Differentiation to get $F'(0)$ I have $$f(x)=\begin{cases} 
      \sin\left(\frac{1}{x}\right) &\text{ if } x\neq 0, \\
      0 & \text{ if }x=0. 
   \end{cases}$$ and define $F(x)=\int_0^x f(t) dt$. I want to show that $F'(0)=f(0)$.
My idea is $$F'(0)=\lim_{h\to 0}\frac{F(h)-F(0)}{h}=\lim_{h\to 0}\frac{\int_0^h \sin\left(\frac{1}{x}\right) dx}{h}$$ and using a change of variables $t=\frac{1}{x}$ we have $$F'(0)=\lim_{h\to 0}\frac{\int_{\frac{1}{h}}^\infty\frac{\sin t}{t^2} dt}{h}.$$
I am not sure how to get this equal to $0$ now?

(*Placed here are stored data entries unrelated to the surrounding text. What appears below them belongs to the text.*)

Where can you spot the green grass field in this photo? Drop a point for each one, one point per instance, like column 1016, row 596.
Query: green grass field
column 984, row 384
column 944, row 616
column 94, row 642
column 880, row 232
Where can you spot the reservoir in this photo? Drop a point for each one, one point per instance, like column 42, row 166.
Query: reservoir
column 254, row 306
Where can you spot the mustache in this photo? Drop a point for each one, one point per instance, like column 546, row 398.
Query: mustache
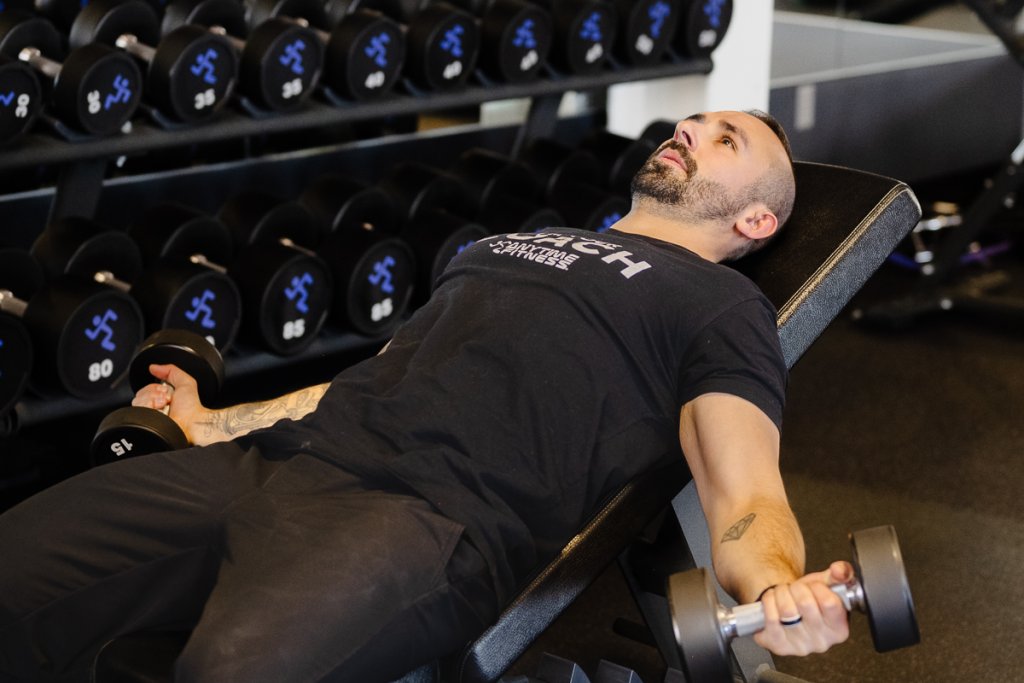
column 684, row 154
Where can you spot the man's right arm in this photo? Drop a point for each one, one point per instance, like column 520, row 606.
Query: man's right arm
column 203, row 425
column 226, row 423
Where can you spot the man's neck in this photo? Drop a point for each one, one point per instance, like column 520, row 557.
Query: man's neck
column 651, row 224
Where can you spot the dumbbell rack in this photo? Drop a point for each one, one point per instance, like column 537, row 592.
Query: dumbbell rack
column 84, row 188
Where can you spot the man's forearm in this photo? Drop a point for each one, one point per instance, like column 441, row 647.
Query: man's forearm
column 762, row 547
column 227, row 423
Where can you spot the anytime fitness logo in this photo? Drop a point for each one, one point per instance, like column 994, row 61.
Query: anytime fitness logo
column 561, row 251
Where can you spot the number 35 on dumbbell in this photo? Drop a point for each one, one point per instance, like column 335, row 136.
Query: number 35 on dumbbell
column 704, row 627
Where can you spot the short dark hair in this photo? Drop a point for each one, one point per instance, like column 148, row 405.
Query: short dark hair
column 777, row 187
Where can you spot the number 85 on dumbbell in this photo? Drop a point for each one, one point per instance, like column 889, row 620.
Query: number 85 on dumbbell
column 704, row 627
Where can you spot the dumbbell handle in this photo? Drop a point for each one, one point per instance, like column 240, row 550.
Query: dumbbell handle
column 750, row 619
column 11, row 304
column 129, row 43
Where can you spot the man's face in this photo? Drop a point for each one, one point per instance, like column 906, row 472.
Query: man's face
column 705, row 172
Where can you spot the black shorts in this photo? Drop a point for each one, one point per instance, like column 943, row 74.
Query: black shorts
column 285, row 569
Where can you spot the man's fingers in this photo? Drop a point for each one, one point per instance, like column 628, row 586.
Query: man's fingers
column 153, row 395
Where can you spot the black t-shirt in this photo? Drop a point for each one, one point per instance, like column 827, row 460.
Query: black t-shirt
column 546, row 371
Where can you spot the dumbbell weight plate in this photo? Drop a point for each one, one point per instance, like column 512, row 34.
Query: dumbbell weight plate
column 20, row 100
column 516, row 40
column 286, row 295
column 85, row 334
column 97, row 88
column 187, row 350
column 443, row 44
column 647, row 30
column 695, row 622
column 879, row 563
column 184, row 296
column 134, row 431
column 365, row 55
column 376, row 275
column 193, row 74
column 131, row 430
column 287, row 291
column 704, row 26
column 586, row 32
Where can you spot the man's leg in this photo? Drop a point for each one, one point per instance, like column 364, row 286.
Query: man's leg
column 322, row 581
column 123, row 547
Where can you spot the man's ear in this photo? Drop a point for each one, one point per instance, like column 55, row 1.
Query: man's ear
column 757, row 222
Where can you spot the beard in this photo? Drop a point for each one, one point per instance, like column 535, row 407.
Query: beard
column 684, row 195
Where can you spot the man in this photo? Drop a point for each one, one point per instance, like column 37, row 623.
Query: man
column 353, row 530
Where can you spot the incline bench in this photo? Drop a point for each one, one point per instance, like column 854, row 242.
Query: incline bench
column 844, row 225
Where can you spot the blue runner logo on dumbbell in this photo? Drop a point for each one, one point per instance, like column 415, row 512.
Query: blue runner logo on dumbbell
column 382, row 274
column 102, row 327
column 713, row 10
column 201, row 307
column 122, row 92
column 377, row 49
column 658, row 14
column 299, row 293
column 526, row 39
column 205, row 68
column 453, row 40
column 524, row 36
column 293, row 56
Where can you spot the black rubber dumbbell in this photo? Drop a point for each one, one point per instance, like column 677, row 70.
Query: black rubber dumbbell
column 133, row 431
column 584, row 36
column 375, row 270
column 184, row 285
column 702, row 27
column 646, row 30
column 515, row 38
column 365, row 51
column 190, row 73
column 20, row 98
column 434, row 211
column 287, row 289
column 19, row 279
column 506, row 195
column 704, row 627
column 95, row 90
column 574, row 183
column 280, row 61
column 83, row 322
column 442, row 42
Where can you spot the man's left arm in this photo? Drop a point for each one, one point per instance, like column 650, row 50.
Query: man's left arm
column 732, row 450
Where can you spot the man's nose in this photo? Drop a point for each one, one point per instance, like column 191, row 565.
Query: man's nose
column 686, row 134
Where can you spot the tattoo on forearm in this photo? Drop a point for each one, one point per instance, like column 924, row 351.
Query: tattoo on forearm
column 248, row 417
column 736, row 531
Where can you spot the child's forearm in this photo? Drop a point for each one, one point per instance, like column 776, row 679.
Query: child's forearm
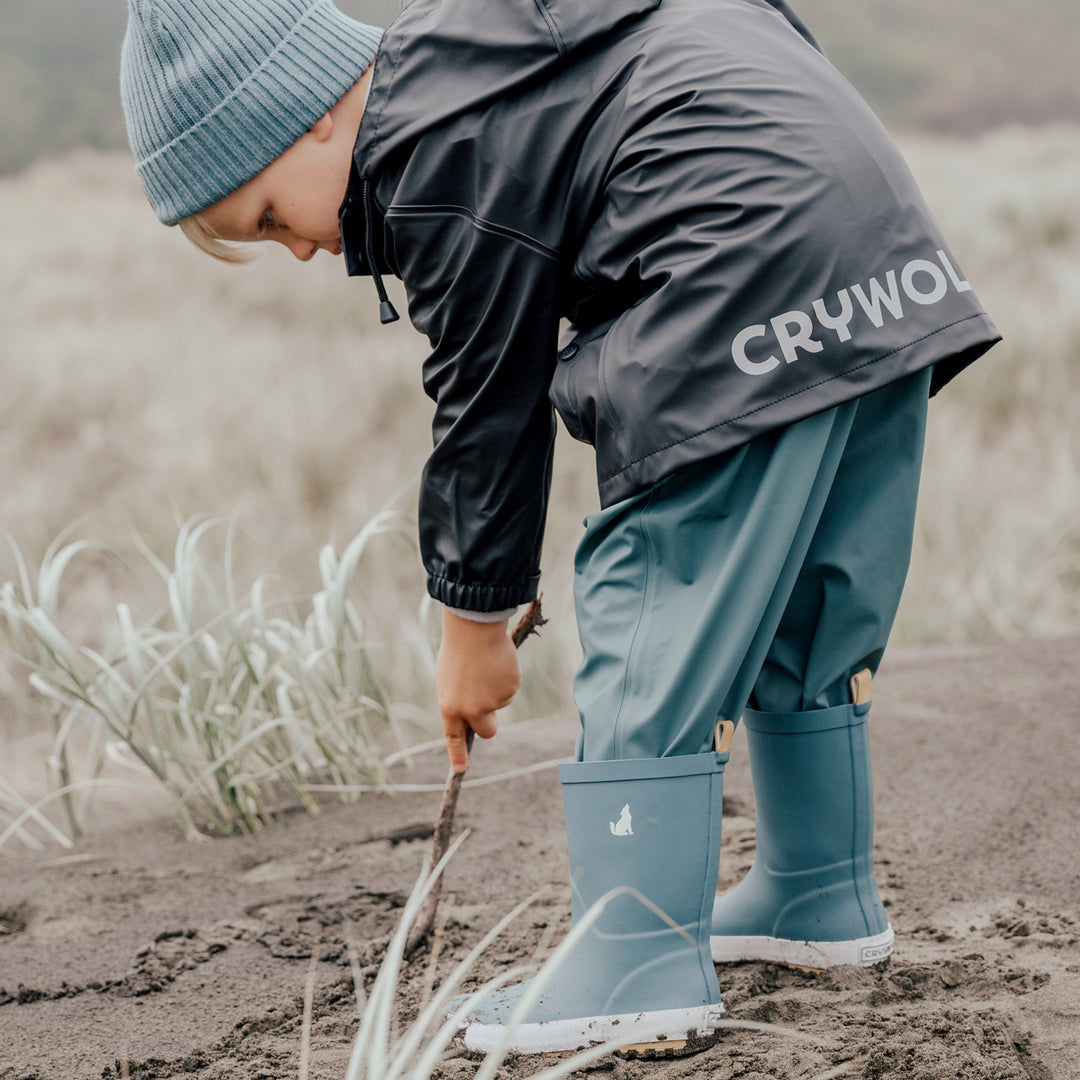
column 476, row 673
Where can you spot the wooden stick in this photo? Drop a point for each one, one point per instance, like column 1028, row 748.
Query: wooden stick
column 528, row 624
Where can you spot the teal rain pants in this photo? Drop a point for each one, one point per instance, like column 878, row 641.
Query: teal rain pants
column 765, row 577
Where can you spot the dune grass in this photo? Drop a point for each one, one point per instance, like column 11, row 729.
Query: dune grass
column 235, row 703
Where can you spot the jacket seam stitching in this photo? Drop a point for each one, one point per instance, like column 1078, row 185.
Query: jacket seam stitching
column 794, row 393
column 382, row 106
column 442, row 210
column 552, row 27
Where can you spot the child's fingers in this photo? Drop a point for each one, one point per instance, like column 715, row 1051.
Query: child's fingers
column 456, row 746
column 455, row 731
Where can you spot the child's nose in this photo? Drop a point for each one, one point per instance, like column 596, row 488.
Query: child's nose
column 304, row 250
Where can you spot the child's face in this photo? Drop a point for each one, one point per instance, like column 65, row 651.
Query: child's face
column 295, row 200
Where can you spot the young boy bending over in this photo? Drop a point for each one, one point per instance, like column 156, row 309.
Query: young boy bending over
column 761, row 306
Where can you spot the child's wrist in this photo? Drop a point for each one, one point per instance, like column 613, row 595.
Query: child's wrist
column 482, row 616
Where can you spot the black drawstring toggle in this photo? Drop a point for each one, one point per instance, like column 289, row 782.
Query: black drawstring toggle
column 387, row 312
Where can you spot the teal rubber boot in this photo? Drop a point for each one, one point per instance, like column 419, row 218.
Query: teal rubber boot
column 810, row 899
column 652, row 824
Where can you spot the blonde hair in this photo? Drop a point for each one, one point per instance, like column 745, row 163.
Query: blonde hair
column 198, row 230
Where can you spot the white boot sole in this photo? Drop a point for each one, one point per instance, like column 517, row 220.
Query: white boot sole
column 862, row 952
column 671, row 1027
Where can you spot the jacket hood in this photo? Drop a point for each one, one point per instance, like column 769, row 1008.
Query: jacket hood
column 440, row 58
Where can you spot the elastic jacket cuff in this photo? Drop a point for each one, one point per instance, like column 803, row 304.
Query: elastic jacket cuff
column 471, row 596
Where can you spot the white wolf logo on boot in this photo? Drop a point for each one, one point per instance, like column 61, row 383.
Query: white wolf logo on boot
column 622, row 826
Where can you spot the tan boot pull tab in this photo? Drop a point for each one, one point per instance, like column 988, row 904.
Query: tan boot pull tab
column 723, row 734
column 861, row 687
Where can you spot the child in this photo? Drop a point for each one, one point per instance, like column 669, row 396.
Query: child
column 760, row 305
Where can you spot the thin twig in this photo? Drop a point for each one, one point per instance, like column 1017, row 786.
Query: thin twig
column 309, row 998
column 529, row 623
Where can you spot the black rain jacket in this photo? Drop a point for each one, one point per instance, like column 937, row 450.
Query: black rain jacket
column 726, row 225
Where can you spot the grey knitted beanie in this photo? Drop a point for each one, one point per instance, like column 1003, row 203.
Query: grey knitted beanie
column 216, row 90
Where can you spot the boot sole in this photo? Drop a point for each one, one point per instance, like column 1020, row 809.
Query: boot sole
column 665, row 1033
column 815, row 956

Any help would be much appreciated.
 A: Consider
$$G(x) = \int_x^\infty \frac{\sin t}{t^2} \ dt$$ that is well defined on $[1, \infty)$. By integration by part, you get
$$G(x)=\frac{\cos x}{x^2} - 2 \int_x^\infty \frac{\cos t}{t^3} \ dt$$ and
$$\lim\limits_{x \to \infty} x G(x) = 0$$ as $\lim\limits_{x \to \infty}\frac{\cos x}{x} = 0$ and
$$\left\vert \int_x^\infty \frac{\cos t}{t^3} \ dt \right\vert \le  \int_x^\infty \frac{1}{t^3} \ dt = \frac{1}{2x^2}.$$
Then you indeed get the desired result
$$F^\prime(0)=f(0)=0$$ as
$$\lim_{h\to 0}\frac{\int_{\frac{1}{h}}^\infty\frac{\sin t}{t^2} dt}{h} = \lim\limits_{x \to \infty} x G(x) = 0.$$
A: Since
\begin{align}
\displaystyle\left|\dfrac{\int_0^h\sin\left(\frac{1}{x}\right)\mathrm{d}x}{h}\right|&=\left|\dfrac1h\int_0^h\sin\left(\frac{1}{x}\right)\mathrm{d}x\right|=\\
&=\left|\dfrac1h\int_0^h\!\left[D\left(x^2\cos\left(\dfrac1x\right)\right)-2x\cos\left(\frac{1}{x}\right)\right]\mathrm{d}x\right|\leqslant\\
&\leqslant\left|\dfrac1h\int_0^h\!\!D\left(x^2\cos\left(\dfrac1x\right)\right)\mathrm{d}x\right|+\left|\dfrac1h\int_0^h 2x\cos\left(\dfrac1x\right)\mathrm{d}x\right|=\\
&=\left|\dfrac1h\cdot h^2\cos\left(\dfrac1h\right)\right|+\left|\dfrac1h\int_0^h 2x\cos\left(\dfrac1x\right)\mathrm{d}x\right|\leqslant\\
&\leqslant\big|h\big|+\left|\dfrac1h\int_0^h\left|2x\cos\left(\dfrac1x\right)\right|\mathrm{d}x\right|\leqslant\\
&\leqslant\big|h\big|+\left|\dfrac1h\int_0^h \big|2x\big|\mathrm{d}x\right|=\\
&=\big|h\big|+\left|\dfrac1h\cdot\mathrm{sign}(h)\cdot h^2\right|=\\
&=2\big|h\big|\quad\text{ for all }\;h\in\mathbb{R}\;\land\;h\ne0\;,
\end{align}
there exists
$\lim\limits_{h\to0}\dfrac{\int_0^h\sin\left(\frac{1}{x}\right)\mathrm{d}x}{h}=0\;.$